De hierboven bedoelde opleiding slaat op de in de radiologie aangewende technieken, de medische gevolgen van de blootstelling aan ioniserende stralingen, de praktische regels van stralingsbescherming met inbegrip van hun fysische grondslagen, de wetgeving inzake stralingsbescherming, de methodes voor het meten van stralingen, de schatting en beoordeling van de doses waaraan de patiënt tijdens radiologische onderzoeken blootstaat.
De geneesheren die vóór 1 juli 1994 werden erkend als houders van de bijzondere beroepstitel van geneesheer-specialist in de röntgendiagnose worden geacht voldaan te hebben aan de hiervoor beschreven opleidingsvereisten.
De geneesheren die op datum van 1 juli 1994 praktizeerden en die een vergunning wensen te bekomen voor het gebruik van X-stralen voor medisch-diagnostische doeleinden, beschikken over vijf jaar met ingang van die datum, om zich in regel te stellen met de hiervoor beschreven opleidingsvereisten. 53.3.3 De geneesheren die X-stralen voor medisch-diagnostische doeleinden aanwenden zijn ertoe gehouden hun kennis en bekwaamheid op het gebied van de stralingsbescherming op peil te houden en uit te breiden, in het kader van een voortgezette opleiding op universitair niveau. 53.3.4. Voor wat het gebruik van X-stralen voor de tandradiografie betreft wordt de vergunning enkel verleend aan de practici die een diploma of een getuigschrift of een attest kunnen voorleggen waaruit blijkt dat zij een opleiding in de stralingsbescherming van universitair niveau hebben genoten en hierover met succes een kenniscontrole hebben ondergaan.

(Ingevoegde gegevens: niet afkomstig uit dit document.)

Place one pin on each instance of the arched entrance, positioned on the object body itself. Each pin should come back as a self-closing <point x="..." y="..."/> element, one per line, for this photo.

De hierboven bedoelde opleiding slaat op de medische gevolgen van de blootstelling aan ioniserende stralingen, de praktische regels van stralingsbescherming met inbegrip van hun fysische grondslagen en de methodes voor het meten van stralingen, de wetgeving inzake stralingsbescherming en de schatting en de beoordeling van de doses waaraan de patiënt blootstaat, evenals hun distributie, naargelang de aangewende technieken voor tandradiografische onderzoeken.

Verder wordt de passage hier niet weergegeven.